The controversial rice subsidy scheme, which paid farmers up to 50 percent above market rates, helped propel Thailand’s prime minister Yingluck Shinawatra to power in 2011, but now appears to be unraveling as global cereal prices are likely to fall further. From the end of February, the Thai government will cease to purchase rice from farmers.
More than just savvy populist politics, the idea was pitched to the nation as a neat win-win. Not only would down-and-out rice farmers earn more, but the government would corner the rice market and drive up the global price. The promise amounted to a hedge fund-style high-stakes bet with borrowed cash.
Now, hundreds of farmers have protested recently in Bangkok to demand payment after the government ran short of cash to buy their pledged crops late last year, adding to pressure on Yingluck, who has faced months of opposition rallies.
Thailand sought to recoup the money paid to farmers by hoarding rice to drive up prices on world markets, but the plan backfired after rival producers, including India and Vietnam, unexpectedly boosted their shipments, leaving Thailand struggling to find buyers. In the more than two years the scheme has been in effect, Thailand has dropped from the world’s top exporter of rice to third, with an estimated 18-20 million tons of rice stockpiled across the country.

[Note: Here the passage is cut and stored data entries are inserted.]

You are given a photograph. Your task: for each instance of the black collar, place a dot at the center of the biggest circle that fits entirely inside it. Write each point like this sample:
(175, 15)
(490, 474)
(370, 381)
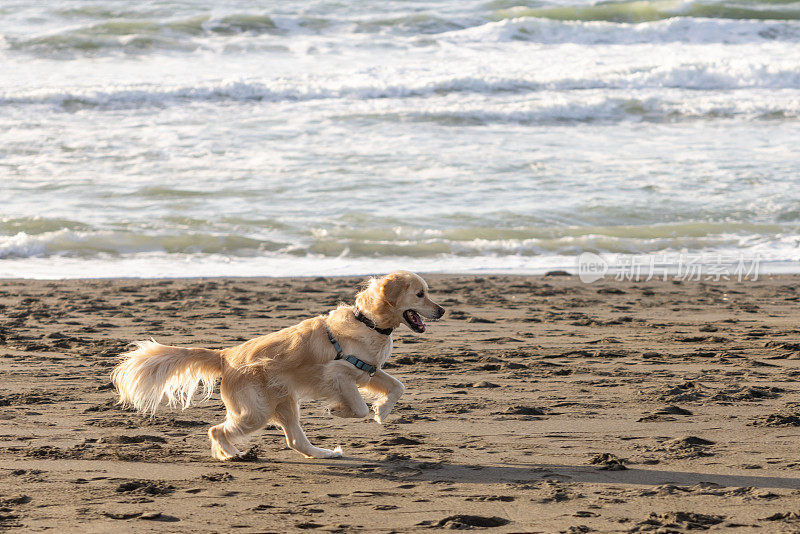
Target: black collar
(370, 323)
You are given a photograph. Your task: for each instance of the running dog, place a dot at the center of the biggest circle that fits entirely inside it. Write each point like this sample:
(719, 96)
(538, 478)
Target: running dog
(328, 357)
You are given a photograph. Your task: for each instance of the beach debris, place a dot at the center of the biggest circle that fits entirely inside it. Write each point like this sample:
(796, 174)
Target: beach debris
(608, 462)
(677, 520)
(250, 456)
(778, 419)
(520, 409)
(557, 272)
(674, 410)
(465, 521)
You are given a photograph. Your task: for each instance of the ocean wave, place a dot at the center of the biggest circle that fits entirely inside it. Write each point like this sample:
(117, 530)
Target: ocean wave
(648, 11)
(408, 242)
(698, 21)
(671, 30)
(85, 244)
(689, 76)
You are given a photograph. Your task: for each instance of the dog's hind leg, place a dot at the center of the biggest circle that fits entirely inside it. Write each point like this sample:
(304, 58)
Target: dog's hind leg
(287, 416)
(389, 389)
(349, 402)
(248, 411)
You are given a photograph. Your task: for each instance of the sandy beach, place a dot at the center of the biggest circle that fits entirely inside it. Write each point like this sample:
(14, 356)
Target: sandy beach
(537, 404)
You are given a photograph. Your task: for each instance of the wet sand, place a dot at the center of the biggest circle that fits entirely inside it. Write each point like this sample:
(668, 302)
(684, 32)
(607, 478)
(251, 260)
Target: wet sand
(538, 404)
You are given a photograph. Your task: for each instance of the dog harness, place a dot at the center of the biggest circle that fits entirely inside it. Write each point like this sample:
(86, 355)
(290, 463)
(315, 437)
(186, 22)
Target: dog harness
(361, 364)
(370, 323)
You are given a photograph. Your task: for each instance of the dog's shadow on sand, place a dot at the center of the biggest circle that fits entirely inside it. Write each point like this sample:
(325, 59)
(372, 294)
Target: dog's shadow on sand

In a further blow to the scheme and her party’s stability, Thailand’s anti-corruption agency is investigating the money-guzzling subsidy program. Thailand’s National Anti-Corruption Commission (NACC) said last week it expects to file formal charges later this month against Yingluck for her role in the rice scheme while an NACC panel has already brought formal corruption charges against 15 people involved in government-to-government rice deals. Those allegations prompted China to cancel a deal to buy 1.2 million tons of Thai rice.
The populist rice scheme has long been criticised by economists locally and internationally for distorting the market, sucking huge sums out of the national budget and being prone to corruption. Still, all governments, including the current lame-duck administration and its predecessors, have resorted to politically juicy subsidy programmes.

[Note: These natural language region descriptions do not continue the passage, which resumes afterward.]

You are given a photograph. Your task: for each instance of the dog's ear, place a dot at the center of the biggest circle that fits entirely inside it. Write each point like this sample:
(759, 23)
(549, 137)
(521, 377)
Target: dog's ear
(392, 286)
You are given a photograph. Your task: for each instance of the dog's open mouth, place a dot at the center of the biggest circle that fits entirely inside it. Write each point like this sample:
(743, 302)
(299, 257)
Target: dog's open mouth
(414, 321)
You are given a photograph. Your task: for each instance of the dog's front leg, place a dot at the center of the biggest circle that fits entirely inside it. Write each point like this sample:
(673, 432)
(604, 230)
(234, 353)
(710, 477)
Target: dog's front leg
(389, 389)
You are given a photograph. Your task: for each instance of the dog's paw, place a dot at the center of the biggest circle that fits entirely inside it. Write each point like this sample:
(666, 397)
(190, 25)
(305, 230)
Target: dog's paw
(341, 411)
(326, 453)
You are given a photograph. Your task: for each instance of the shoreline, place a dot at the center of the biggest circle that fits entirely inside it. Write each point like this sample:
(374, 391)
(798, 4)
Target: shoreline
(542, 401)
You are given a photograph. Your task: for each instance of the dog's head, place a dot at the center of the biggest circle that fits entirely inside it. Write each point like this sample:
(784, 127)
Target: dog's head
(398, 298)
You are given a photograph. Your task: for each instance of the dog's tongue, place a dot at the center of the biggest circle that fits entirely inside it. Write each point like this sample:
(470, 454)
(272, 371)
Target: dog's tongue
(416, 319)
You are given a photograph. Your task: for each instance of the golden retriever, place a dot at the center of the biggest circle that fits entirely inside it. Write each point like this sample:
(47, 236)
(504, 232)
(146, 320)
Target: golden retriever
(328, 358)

“The program is simply unsustainable and hurting the finances of the country,” said Concepcion Calpe, a senior economist in Rome for the United Nations’ Food & Agriculture Organization. “The suspension of the rice-pledging program will exacerbate the decline in Thai market prices as farmers enrolled in the program increasingly fail to be paid.”
The government spent 689 billion baht ($21 billion) in the past two crop years buying from farmers at prices that were as much as 76 percent higher than current market rates. The USDA expects that Thai inventories will reach a record 14.7 million tons this year, compared with 6.1 million in 2010.
“In the worst case, if they decide to get rid of the program and go back to the time when there was no mortgage scheme, it will put downward pressure on global prices,” said Samarendu Mohanty, senior economist at the Los Banos, Philippine-based International Rice Research Institute.
A further drop in rice prices would help extend a decline in global food costs, which fell in January to a 19-month low amid ample supplies, according to a 55-item gauge compiled by the FAO. The measure is down 15 percent since touching a record in February 2011, and cereal prices tracked by the FAO lost 26 percent since September 2012. Rough-rice futures in Chicago fell 0.8 percent to $15.53 per 100 pounds in the past year.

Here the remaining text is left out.